李保国眼睁睁望着心爱的妹妹走向死亡而未能阻拦,狼一般长嚎一声,丢了长矛,甩了藤条帽,一路撞倒战友,冲进院内;面对躺在地上带着微笑的那张年轻、天真、稚气、苍白、圣洁的美丽脸庞,他愣怔半晌,似乎不相信眼前的事实。四周突然死样寂静。太阳变得臭鸭*黄一般泛黑。碧蓝天空如同一块大石墨。保国泪如雨下,就地一跪,张开双臂朝天呼号:“这是为什么啊?这是为什么!”
………………………………
夜暗降临的时候,历经曲折的两万红农司陆续赶到友益街,看见劫后的工造总司,张海子呆了。院内充溢淡淡的六六粉气息。墙壁边、门角落、楼梯上尽是死尸,血水四溢,一派狼籍。有人数了数,共计三十六具尸首。大楼前仰面躺着一个胸围工造袖章缀成大旗的年轻人,两手两脚伸起张开,像一个“伟大”的“大”字;英俊的面庞苍白如纸,左眼下有道三角形伤口。一位年老尼姑盘腿踞坐青年的遗体旁,橐橐橐地敲着木鱼,喃喃地:“一切皆苦,苦海无边。南无阿弥陀佛!”

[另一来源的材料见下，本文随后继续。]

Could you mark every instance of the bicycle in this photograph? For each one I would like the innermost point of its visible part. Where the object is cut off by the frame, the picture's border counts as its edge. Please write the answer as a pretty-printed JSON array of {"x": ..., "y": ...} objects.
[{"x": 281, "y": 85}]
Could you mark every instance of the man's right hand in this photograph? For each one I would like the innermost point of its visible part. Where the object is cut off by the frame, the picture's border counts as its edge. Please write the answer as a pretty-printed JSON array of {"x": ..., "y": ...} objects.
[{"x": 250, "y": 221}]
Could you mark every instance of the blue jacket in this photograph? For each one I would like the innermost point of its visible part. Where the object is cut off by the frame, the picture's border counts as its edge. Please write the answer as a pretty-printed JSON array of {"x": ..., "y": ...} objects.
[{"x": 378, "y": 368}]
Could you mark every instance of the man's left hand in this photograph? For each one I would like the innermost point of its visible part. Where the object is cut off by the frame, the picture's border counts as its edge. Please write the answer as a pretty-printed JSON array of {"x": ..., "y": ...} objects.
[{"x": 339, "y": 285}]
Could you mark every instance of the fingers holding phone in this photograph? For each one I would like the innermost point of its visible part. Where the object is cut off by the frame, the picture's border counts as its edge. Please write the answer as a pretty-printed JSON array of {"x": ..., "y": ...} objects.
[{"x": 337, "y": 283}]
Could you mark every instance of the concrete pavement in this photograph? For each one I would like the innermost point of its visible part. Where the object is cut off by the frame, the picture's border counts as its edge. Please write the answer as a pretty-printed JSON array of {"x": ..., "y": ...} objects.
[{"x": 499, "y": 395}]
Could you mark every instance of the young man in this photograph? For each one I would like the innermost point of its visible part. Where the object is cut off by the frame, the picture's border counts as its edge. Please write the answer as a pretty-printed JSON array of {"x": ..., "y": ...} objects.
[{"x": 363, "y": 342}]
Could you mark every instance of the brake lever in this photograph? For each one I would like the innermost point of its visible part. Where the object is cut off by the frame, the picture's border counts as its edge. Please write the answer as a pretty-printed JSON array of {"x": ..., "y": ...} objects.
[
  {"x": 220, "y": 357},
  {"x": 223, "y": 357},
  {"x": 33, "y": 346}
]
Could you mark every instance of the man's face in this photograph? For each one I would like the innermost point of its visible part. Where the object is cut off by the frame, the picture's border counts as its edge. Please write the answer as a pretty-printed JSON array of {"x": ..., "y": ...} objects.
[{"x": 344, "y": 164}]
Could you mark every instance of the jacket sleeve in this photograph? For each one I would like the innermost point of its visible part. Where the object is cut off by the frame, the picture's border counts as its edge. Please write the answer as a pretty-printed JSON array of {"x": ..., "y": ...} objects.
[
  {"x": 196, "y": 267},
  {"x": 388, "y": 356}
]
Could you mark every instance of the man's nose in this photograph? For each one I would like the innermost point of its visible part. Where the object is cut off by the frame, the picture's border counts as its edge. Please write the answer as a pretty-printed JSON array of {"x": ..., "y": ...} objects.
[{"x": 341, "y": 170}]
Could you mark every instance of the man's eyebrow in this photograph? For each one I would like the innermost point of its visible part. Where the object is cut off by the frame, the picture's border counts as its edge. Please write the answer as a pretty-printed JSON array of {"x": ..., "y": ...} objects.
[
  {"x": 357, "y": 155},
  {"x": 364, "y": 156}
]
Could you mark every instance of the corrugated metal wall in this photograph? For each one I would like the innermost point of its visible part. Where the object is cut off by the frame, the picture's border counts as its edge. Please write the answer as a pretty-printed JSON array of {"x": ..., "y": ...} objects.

有个年轻的姑娘走拢去,朝尼姑缓缓跪下,说出老尼当年那句同样的话:“师太,我要随你出家!”




二十九、天欲堕,赖以拄其间

工造总司失守的当天,民众乐园一片慌乱。著名京剧演员关正铭、李蔷华正向吴炎金诉说郭玉崐被百万雄师抓走,要吴炎金想方设法营救。得知工造总司陷落,又说,看来民众乐园也难守住,不如撤离避免无谓牺牲。这样,乘着夜色,刘立功带人逃向新华工。同天,南洋大楼、中南旅社、长办联司几处造反派也悄悄撤往武昌。人们不敢去红水院,那儿,同铁道部第四设计院均遭到百万雄师攻击。学校师生全部出走,暂避一时。于是,各处造反派或者住进新湖大,或者住进新华农,或者住进新华工。投奔新华工的人最多。据称,新华工已研制出火器装备,严阵以待,誓必粉碎一切敢于来犯之敌!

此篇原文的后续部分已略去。